Undertaken by Madukaife Okafor
Advised by UNC’s Saba Eskandarian and Matthew Gregoire and Intel’s Fahimeh Rezaei and John Robinson
Routers that we use to access the internet record activity from all connected devices in order to meter data usage and monitor for network strength and security. What most users don’t think about is that the data that a router collects can be used to learn a lot about individual users. Okafor wrote an algorithm to analyze router logs and list the IP address used by each user connected to the router. The algorithm can be used to demonstrate how much information our local internet infrastructure can gather about our online activities.
“Preparing Hardware Designs for Symbolic Execution”
Undertaken by Jayden Rogers
Advised by UNC’s Cynthia Sturton and Kaki Ryan and Intel’s John Matthews and Kendall Bailey
Sturton’s research group previously developed a symbolic execution engine for use with hardware designs. The engine is used to determine which inputs will result in various states of the hardware, which is helpful in designing, debugging, and securing hardware. The symbolic execution analysis must begin with the hardware in its reset state, and doing this manually can be tedious and introduce user errors. Rogers developed a script that works with a particular tool to pull reset-state information about a hardware design and make it available to the symbolic execution engine, limiting the amount of manual analysis needed.
“Relighting for Preserving Privacy During Zoom Calls”
Undertaken by Rutva Mehta
Advised by UNC’s Roni Sengupta, Jun Myeong Choi, and Max Christman and Intel’s Fillipe Souza and Mir Ahsan
Zoom meetings have become part and parcel of our everyday work life. While various hardware and software security measures have been implemented to make Zoom calls safe, sophisticated machine learning models can determine private information about the user. For example, a model can be trained to predict whether one of the participants is paying attention to the Zoom call and even try to predict what that user is doing on their computer screen during the call. Mehta’s project showed that AI-based facial relighting techniques, which have primarily been used for aesthetics rather than privacy, can be a potential defense against these vulnerabilities.
“Testing Hyperproperties with Hamming Codes”

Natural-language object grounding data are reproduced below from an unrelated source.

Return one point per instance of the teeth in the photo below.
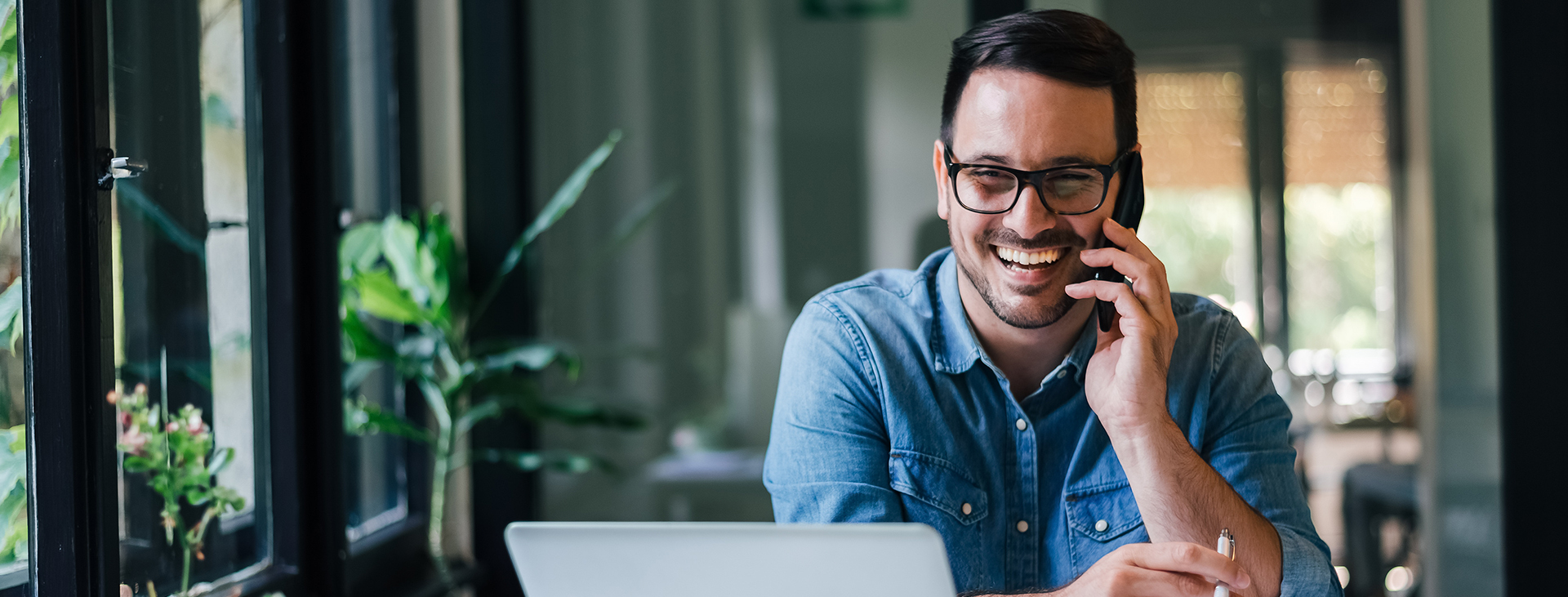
(1049, 256)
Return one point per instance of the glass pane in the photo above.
(1339, 240)
(1198, 211)
(13, 441)
(375, 484)
(185, 301)
(1339, 250)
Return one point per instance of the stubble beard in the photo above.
(1037, 306)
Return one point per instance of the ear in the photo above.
(940, 168)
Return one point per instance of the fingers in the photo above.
(1148, 279)
(1187, 558)
(1131, 243)
(1128, 305)
(1136, 581)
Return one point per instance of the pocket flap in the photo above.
(938, 483)
(1102, 513)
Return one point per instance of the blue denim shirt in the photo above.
(889, 411)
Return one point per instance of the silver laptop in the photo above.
(728, 559)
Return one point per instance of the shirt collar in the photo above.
(954, 344)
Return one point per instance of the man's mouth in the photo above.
(1026, 261)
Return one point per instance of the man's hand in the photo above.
(1125, 381)
(1157, 571)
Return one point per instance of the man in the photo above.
(978, 394)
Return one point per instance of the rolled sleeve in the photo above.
(1249, 443)
(1307, 571)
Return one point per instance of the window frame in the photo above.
(63, 76)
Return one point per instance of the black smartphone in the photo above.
(1128, 212)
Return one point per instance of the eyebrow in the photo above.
(1060, 160)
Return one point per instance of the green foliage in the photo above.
(10, 170)
(410, 273)
(13, 494)
(1339, 254)
(177, 457)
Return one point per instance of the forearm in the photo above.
(1183, 499)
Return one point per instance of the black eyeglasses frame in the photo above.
(1031, 179)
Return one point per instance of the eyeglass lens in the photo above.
(1067, 190)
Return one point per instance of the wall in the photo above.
(1452, 232)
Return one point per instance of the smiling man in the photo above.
(979, 397)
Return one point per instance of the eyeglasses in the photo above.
(1065, 190)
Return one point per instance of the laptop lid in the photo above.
(728, 558)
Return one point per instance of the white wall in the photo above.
(905, 65)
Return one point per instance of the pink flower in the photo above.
(132, 441)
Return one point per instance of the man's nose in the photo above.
(1029, 215)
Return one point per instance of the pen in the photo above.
(1227, 549)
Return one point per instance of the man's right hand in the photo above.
(1157, 571)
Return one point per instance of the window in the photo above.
(185, 276)
(1200, 209)
(1339, 232)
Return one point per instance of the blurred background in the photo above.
(1322, 168)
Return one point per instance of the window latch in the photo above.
(118, 167)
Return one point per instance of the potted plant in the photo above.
(410, 271)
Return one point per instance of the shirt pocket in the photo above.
(937, 483)
(1101, 519)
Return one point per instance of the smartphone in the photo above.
(1128, 212)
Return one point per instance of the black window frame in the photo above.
(74, 546)
(66, 240)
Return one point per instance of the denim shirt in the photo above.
(889, 411)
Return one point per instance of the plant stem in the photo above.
(185, 577)
(438, 501)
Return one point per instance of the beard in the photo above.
(1032, 306)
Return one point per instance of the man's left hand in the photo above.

Undertaken by Andrew Lockard
Advised by UNC’s Sridhar Duggirala and Intel’s James Cavanaugh and Chris McConnell
The integration of software into physical devices like sensors and smart appliances has highlighted the importance of security and privacy in computation and communication. Hyperproperties are used as tools for modeling and verifying if a given computational process preserves privacy by quantifying its information leakage. Lockard investigated coding schemes such as Hamming codes that are used for data transmission through communication channels that can introduce errors during transmission. Andrew has modeled information leakage as a hyperproperty and demonstrated that Hamming codes do not contribute to the information leakage during transmission.